Keith came to the room he was looking for, its door marked with a matrix of yellow lights forming a rectangular shape with a small cimle just below the rectangle's base at each end. Keith had never seen a train with wheels, except in a museum, but the pictogram did indeed look like a boxcar.
Keith spoke into the air. "Let her know I'm here, please, PHANTOM."
PHANTOM chirped acknowledgment, and a moment later, presumably having received Boxcar's permission, the door slid aside.
Ib living quarters were unusual by human standards. At first, they seemed luxuriously big--the room Keith had entered measured eight by ten meters. But then one realized that they were actually the same size as every other apartment aboard ship, but weren't divided into separate sleeping, living, and bathing areas. There were no chairs or couches, of course. Nor was there any carpeting; the floor was covered with a hard robber material. On their home-world, in preindustrial times, Ibs built mounds of earth just wide enough so that they would fit between their wheels--so that the frame and the other components could be supported when the wheels temporarily separated from the body.
Boxcar had the manufactured equivalent of such a mound in one corner of her room, but that was its only furnishing.
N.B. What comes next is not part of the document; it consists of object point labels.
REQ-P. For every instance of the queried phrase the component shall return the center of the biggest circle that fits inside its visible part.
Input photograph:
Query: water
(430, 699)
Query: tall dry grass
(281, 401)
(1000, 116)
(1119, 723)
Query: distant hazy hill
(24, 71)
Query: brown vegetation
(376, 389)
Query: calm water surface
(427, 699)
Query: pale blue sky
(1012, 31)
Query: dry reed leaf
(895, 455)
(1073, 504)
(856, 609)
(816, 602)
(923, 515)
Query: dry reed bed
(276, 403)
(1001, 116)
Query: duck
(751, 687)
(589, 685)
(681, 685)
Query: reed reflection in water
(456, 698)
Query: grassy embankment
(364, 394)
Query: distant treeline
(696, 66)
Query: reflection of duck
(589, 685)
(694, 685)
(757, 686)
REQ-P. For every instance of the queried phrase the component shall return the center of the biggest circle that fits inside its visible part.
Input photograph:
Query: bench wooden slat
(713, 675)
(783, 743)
Keith found the art on the walls strange and disconcerting: peanut-shaped images consisting of multiple, often distorted, views of the same object from different angles superimposed one atop the other.
He couldn't make out what the ones on the far wall showed, but he was startled to realize that the series of them nearest to him were studies of severely premature human and Waldahud babies, with stubby limbs, and strange, translucent heads. Boxcar was a biologist, after all, and alien life was probably fascinating to her, but the choice of subject matter was unsettling to say the least.
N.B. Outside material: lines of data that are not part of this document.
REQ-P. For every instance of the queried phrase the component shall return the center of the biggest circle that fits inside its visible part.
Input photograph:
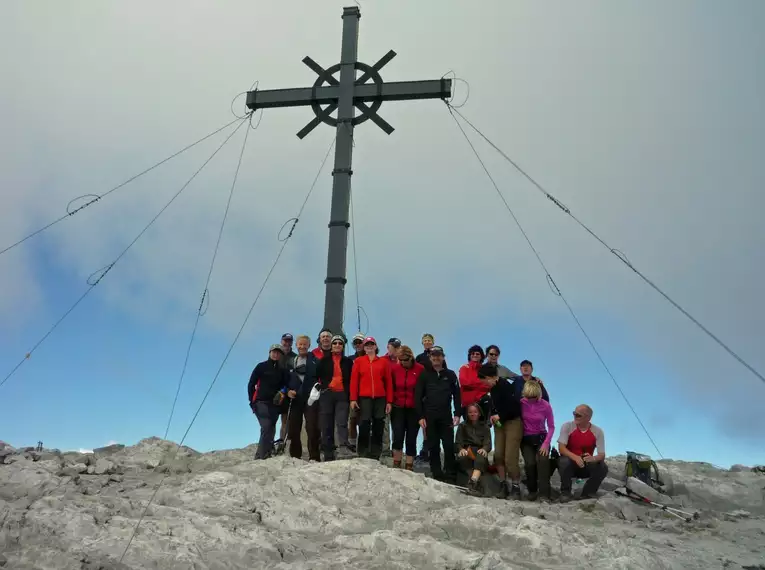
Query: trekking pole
(683, 515)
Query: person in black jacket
(437, 398)
(508, 427)
(303, 377)
(265, 392)
(334, 374)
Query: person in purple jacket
(538, 428)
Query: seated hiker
(372, 394)
(473, 443)
(436, 394)
(577, 443)
(334, 373)
(472, 389)
(302, 379)
(403, 415)
(538, 427)
(508, 428)
(265, 391)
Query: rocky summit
(224, 510)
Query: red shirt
(371, 379)
(404, 382)
(580, 442)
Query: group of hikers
(360, 398)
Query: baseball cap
(338, 337)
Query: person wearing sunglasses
(334, 372)
(265, 391)
(403, 415)
(372, 394)
(577, 443)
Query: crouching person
(538, 427)
(266, 389)
(577, 443)
(473, 441)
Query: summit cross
(345, 95)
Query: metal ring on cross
(366, 113)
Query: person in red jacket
(403, 415)
(472, 388)
(371, 394)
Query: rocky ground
(223, 510)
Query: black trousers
(441, 432)
(298, 411)
(405, 424)
(267, 413)
(536, 466)
(371, 426)
(593, 472)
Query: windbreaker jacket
(436, 393)
(371, 379)
(472, 388)
(268, 378)
(404, 384)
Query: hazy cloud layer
(645, 118)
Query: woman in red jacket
(371, 394)
(403, 416)
(472, 389)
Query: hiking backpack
(644, 468)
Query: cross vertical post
(344, 95)
(334, 299)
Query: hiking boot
(515, 492)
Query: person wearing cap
(424, 358)
(265, 391)
(472, 388)
(436, 394)
(325, 344)
(372, 394)
(287, 361)
(334, 373)
(353, 413)
(403, 415)
(303, 378)
(492, 357)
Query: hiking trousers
(441, 432)
(371, 427)
(507, 447)
(333, 408)
(405, 424)
(298, 412)
(537, 467)
(593, 472)
(267, 413)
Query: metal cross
(344, 96)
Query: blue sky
(644, 118)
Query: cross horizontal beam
(389, 91)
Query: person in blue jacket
(266, 391)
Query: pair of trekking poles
(638, 498)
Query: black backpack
(644, 468)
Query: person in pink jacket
(538, 428)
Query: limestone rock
(224, 510)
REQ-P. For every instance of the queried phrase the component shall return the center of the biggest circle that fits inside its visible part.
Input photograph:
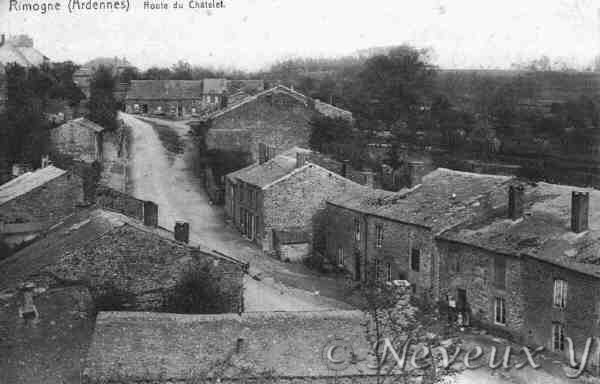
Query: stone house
(258, 347)
(376, 234)
(284, 193)
(35, 201)
(80, 139)
(110, 252)
(279, 117)
(175, 98)
(529, 269)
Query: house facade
(279, 117)
(257, 347)
(529, 269)
(80, 139)
(386, 236)
(283, 194)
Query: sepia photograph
(295, 192)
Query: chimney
(344, 172)
(415, 173)
(516, 196)
(150, 214)
(580, 204)
(28, 310)
(182, 231)
(239, 345)
(300, 159)
(369, 178)
(262, 153)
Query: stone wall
(528, 294)
(582, 312)
(298, 203)
(167, 107)
(114, 200)
(278, 120)
(48, 203)
(398, 241)
(472, 269)
(77, 142)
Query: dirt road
(166, 178)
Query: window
(500, 272)
(356, 229)
(340, 256)
(558, 337)
(500, 311)
(415, 259)
(560, 293)
(379, 233)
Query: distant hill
(107, 62)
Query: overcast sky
(249, 34)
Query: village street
(165, 177)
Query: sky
(251, 34)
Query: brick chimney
(415, 172)
(300, 159)
(182, 231)
(262, 153)
(369, 178)
(344, 172)
(516, 197)
(28, 311)
(150, 214)
(580, 204)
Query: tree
(197, 292)
(128, 74)
(26, 128)
(102, 105)
(395, 85)
(181, 71)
Boxcar rolled toward Keith from the far side of the room.
It was nerve-racking to have an Ib approach from a good distance. They liked to accelerate to high speed and then stop with a jerk only a meter or two away. Keith had never heard of a human getting steamrollered by one, but he was always afraid he'd be the first.
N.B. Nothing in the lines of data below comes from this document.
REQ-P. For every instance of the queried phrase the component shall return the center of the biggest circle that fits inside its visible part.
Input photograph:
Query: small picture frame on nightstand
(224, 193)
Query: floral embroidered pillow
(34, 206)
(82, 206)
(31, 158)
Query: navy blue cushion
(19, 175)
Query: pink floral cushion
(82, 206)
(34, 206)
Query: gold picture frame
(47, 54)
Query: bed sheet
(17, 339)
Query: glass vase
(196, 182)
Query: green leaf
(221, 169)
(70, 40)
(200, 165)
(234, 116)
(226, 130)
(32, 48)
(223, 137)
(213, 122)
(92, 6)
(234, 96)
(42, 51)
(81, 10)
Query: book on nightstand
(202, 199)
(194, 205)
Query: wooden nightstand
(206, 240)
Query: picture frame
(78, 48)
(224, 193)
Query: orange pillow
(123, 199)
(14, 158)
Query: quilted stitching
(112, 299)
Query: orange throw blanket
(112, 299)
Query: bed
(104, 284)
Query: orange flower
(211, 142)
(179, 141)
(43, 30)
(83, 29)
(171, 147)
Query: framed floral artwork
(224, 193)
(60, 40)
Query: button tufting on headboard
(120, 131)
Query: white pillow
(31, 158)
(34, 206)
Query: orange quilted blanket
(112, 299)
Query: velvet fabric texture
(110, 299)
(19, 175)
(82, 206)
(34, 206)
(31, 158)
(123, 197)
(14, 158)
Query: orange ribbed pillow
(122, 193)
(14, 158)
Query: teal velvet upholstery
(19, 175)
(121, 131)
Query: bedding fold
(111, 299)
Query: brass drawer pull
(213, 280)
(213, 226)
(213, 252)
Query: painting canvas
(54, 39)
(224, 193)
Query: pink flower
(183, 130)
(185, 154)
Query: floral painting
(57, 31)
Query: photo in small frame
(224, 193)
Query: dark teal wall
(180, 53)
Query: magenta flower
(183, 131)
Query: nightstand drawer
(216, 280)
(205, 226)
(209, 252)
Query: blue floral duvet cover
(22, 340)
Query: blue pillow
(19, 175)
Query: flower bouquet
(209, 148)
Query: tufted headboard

The Ib's lights flashed. "Dr. Lansing," she said. "An unexpected pleasure. Please, please--I have no seat to offer you, but I know the gravity is too high. Feel free to rest on my comfort mound." A rope flicked in the direction of the wedge-shaped construct at the side of the room.
Keith's first thought was to reject the offer, but, dammit, it was unpleasant standing under this gravity. He walked over to the mound and rested his rear on it. 'Thank you," he said. He didn't know how to begin, but he knew he would offend the Ib if he wasted time coming to the point. "Rissa asked me to come to see you. She says you are going to discorporate soon."